Density functional theory (DFT) with semiempirical dispersion corrections (DFT-D2) has been used to calculate the binding energy of a CO₂ molecule on the calcite {10.4} surface for different positions and orientations. This generated potential energy landscape was then used to parametrize a classical force field. From this, we used metadynamics (MTD) to derive free energy profiles at 300 and 350 K for CO₂ binding to calcite, CO₂ binding with Ca²⁺, and pairing of two CO₂ molecules, all for aqueous conditions. We subsequently performed classical molecular dynamics (MD) simulations of CO₂ and water on the {10.4} surface at pressures and temperatures relevant for CO₂ geological storage. Density profiles show characteristic structured water layering at the calcite surface and two distinct phases of water and CO₂. We have also calculated the densities of the CO₂-rich and water-rich phases and thereby determined the mutual solubilities. For all the pressures and temperatures in the studied range, CO₂ was unable to penetrate the ordered water layers and adsorb directly on the solid surface.
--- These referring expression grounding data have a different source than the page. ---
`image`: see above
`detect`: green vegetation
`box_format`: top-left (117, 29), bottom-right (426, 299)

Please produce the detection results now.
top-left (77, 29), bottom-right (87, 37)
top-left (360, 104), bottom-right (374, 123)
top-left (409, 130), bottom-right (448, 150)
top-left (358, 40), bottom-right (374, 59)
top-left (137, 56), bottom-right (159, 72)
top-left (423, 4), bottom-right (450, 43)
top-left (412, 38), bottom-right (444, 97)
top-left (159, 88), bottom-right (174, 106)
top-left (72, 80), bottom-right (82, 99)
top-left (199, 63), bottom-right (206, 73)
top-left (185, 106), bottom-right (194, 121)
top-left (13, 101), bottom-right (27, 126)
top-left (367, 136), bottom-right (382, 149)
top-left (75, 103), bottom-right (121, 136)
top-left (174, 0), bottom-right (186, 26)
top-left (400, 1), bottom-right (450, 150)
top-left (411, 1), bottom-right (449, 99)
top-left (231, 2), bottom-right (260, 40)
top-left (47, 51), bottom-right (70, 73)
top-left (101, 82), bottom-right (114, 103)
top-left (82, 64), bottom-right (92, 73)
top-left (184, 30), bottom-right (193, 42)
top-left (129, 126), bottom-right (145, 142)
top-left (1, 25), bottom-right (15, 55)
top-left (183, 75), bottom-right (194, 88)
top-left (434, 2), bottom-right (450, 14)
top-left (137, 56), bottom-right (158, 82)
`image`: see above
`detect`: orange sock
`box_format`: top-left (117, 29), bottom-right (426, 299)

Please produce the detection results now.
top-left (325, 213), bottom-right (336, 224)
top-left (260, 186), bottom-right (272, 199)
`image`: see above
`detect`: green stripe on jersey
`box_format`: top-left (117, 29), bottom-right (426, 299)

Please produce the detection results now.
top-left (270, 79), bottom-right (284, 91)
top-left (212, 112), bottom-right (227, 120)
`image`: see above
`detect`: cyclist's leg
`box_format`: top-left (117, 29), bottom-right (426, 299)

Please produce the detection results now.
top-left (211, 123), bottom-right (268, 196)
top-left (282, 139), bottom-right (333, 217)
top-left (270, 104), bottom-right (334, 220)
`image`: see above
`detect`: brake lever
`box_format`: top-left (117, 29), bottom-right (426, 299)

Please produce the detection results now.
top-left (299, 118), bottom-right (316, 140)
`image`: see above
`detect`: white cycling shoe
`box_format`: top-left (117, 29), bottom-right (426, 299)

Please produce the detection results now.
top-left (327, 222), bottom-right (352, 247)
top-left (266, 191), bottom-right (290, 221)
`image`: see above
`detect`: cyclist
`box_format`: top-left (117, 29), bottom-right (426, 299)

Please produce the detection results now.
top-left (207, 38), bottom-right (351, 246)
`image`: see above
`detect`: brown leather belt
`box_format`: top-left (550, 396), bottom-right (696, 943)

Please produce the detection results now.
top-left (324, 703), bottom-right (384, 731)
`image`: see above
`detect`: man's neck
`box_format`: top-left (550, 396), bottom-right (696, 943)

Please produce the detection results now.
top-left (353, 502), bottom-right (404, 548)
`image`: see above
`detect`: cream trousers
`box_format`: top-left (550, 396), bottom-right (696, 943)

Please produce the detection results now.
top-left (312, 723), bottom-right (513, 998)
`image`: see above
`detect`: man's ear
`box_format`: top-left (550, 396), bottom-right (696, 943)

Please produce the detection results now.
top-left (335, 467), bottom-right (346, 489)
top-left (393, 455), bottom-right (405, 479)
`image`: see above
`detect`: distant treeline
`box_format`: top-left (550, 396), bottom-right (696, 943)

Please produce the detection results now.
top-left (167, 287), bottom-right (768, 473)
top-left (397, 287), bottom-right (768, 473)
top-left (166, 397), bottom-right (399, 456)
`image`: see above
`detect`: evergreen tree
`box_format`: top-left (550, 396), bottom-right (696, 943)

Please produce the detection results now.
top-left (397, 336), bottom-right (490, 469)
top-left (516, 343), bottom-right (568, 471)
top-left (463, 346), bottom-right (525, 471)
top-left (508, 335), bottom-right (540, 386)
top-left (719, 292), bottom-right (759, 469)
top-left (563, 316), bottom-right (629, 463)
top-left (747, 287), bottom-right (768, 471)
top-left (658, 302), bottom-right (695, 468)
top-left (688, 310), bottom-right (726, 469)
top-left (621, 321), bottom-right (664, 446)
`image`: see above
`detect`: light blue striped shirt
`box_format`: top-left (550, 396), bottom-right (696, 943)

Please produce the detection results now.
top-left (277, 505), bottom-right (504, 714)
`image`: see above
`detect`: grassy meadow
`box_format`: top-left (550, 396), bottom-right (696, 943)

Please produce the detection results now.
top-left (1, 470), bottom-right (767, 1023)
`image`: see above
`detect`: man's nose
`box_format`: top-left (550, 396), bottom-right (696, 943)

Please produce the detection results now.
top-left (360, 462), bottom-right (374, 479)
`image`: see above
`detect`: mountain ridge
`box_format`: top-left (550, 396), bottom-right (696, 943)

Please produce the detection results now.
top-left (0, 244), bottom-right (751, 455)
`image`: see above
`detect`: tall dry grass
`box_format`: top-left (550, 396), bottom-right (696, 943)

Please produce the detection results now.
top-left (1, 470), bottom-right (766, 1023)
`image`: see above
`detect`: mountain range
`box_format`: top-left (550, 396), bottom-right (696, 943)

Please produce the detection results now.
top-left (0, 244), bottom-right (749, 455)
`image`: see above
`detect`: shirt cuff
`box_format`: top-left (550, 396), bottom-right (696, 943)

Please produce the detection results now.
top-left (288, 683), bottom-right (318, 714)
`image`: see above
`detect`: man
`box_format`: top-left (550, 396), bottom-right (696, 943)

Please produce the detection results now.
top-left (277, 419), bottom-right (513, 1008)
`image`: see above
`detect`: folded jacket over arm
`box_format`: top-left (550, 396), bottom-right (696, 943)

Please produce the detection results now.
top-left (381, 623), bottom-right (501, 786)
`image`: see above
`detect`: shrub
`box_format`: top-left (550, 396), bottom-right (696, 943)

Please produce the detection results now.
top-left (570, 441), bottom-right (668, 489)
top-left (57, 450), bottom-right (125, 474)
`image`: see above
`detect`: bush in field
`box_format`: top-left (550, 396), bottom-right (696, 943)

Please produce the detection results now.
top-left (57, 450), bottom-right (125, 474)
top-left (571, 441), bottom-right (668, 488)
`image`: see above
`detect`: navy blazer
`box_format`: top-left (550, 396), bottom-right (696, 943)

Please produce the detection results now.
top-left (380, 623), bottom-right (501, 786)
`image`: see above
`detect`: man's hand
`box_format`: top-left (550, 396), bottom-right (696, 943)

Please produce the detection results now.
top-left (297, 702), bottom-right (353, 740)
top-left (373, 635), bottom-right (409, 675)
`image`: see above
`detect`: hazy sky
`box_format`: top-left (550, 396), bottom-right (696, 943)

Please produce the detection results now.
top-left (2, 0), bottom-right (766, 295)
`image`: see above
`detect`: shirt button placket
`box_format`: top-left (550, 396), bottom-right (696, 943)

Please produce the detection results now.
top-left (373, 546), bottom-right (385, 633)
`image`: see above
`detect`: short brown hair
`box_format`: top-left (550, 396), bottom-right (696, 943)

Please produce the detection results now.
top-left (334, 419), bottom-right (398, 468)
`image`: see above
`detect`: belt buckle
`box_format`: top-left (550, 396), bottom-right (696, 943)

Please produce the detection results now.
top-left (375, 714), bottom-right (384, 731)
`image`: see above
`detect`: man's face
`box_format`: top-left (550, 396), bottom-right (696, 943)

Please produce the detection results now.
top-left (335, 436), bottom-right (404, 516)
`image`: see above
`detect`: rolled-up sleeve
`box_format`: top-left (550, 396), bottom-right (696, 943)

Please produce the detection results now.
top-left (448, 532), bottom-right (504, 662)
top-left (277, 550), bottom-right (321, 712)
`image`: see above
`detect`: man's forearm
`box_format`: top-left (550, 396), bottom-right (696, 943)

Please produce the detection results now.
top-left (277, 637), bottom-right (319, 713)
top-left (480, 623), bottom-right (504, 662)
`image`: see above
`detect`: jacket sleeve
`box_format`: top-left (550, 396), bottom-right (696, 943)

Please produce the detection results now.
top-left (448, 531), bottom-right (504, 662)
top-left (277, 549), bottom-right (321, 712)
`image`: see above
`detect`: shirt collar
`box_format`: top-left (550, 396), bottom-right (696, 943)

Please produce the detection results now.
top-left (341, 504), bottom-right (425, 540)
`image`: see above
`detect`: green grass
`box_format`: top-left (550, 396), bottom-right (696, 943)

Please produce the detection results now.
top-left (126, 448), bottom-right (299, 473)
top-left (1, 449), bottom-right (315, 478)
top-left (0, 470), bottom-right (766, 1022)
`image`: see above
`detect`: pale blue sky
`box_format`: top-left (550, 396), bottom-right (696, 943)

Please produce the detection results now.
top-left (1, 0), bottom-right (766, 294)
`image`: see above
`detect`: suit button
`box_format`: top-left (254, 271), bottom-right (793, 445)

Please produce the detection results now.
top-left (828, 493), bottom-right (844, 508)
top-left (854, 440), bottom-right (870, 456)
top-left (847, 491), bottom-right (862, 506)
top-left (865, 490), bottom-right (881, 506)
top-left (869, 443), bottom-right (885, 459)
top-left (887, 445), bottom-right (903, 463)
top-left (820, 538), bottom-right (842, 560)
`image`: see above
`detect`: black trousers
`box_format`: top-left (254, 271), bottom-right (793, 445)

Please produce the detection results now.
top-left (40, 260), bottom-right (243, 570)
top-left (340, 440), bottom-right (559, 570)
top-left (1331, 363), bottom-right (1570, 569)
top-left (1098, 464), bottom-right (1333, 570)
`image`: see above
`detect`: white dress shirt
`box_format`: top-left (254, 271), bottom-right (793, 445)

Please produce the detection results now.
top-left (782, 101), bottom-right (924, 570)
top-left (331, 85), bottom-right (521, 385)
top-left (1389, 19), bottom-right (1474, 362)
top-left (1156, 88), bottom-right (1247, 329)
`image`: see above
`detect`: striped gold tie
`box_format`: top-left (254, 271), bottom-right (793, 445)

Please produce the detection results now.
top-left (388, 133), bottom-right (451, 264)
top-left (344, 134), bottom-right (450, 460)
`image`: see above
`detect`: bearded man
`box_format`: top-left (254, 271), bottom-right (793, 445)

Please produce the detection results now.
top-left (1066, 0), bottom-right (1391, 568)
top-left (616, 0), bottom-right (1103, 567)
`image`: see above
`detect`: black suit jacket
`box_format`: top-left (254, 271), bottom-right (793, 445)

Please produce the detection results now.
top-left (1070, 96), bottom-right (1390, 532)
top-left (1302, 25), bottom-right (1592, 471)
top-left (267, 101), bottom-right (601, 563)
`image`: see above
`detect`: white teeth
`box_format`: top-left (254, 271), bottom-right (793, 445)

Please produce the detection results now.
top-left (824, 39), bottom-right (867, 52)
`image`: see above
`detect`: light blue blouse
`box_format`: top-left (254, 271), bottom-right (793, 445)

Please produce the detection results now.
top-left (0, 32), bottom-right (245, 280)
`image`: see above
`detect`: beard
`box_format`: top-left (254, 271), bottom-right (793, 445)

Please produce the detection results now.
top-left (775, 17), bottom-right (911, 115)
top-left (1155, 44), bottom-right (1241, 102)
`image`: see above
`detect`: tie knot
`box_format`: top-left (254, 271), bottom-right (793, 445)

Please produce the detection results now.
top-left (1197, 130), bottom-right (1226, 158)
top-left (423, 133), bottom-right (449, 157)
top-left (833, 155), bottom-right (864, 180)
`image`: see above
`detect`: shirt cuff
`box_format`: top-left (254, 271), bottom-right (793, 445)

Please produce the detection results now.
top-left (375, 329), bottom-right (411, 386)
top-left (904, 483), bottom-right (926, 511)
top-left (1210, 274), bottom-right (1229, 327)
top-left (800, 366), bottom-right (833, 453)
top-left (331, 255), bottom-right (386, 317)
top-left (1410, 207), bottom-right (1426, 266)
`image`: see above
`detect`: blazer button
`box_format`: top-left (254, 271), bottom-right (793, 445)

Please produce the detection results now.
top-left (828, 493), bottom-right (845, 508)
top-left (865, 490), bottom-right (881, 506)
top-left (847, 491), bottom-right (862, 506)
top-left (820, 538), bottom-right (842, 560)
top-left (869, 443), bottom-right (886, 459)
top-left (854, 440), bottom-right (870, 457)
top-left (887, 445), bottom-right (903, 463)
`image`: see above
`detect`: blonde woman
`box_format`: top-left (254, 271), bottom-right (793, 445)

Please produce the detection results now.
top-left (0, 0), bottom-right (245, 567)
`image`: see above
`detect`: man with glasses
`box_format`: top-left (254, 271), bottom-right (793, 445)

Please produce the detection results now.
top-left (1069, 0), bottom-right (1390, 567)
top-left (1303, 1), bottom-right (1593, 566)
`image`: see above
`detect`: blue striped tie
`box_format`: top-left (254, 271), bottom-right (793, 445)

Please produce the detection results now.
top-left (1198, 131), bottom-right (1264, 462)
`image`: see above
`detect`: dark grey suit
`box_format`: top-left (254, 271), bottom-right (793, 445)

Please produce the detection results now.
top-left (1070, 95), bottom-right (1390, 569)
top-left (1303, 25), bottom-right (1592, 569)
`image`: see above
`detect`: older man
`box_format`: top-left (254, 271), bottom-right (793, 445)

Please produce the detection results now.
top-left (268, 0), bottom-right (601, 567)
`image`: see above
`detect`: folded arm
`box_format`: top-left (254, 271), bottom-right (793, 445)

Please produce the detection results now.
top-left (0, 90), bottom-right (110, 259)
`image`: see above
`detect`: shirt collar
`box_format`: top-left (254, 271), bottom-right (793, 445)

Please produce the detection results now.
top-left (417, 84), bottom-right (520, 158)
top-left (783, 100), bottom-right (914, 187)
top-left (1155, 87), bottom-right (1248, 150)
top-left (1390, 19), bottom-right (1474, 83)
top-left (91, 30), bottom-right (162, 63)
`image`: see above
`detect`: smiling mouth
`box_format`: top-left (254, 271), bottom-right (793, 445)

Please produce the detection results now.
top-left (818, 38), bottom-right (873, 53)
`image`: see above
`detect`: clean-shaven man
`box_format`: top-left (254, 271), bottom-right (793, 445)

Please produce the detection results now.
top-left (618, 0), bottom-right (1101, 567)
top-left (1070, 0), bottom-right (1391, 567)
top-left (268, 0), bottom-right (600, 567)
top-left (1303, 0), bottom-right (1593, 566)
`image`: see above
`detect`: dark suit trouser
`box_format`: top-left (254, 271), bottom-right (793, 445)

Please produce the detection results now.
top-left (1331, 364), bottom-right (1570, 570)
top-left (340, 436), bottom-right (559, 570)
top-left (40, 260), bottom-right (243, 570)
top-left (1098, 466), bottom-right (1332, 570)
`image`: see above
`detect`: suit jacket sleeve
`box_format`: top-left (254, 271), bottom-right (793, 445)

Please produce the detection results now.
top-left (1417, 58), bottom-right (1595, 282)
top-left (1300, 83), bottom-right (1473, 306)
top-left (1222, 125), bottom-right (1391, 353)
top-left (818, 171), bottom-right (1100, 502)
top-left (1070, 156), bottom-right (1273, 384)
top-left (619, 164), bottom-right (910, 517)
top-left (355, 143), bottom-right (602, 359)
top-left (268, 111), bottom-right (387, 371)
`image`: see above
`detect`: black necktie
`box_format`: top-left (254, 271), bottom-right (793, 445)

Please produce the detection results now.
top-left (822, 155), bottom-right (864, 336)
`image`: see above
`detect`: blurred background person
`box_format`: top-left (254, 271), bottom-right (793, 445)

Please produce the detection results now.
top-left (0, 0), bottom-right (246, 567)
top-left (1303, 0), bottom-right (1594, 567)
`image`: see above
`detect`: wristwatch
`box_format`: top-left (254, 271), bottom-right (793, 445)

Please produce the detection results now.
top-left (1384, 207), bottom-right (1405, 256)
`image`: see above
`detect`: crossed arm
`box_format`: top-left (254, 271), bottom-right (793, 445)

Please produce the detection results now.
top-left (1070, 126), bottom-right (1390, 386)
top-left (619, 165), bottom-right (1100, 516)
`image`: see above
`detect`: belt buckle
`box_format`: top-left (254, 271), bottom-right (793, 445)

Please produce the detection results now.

This is further confirmed by the free energy profiles showing that in the presence of water there is neither direct adsorption to the {10.4} surface nor contact binding of CO₂ with Ca²⁺. Rather, we saw a weak affinity for the surface of the ordered water layers. At 5 MPa and 323 K, we observed the nucleation of a CO₂ droplet located above two structured water layers over the solid. It could not penetrate the structured water but remained bound to the second water layer for the first 10 ns of the simulation before eventually detaching and diffusing away.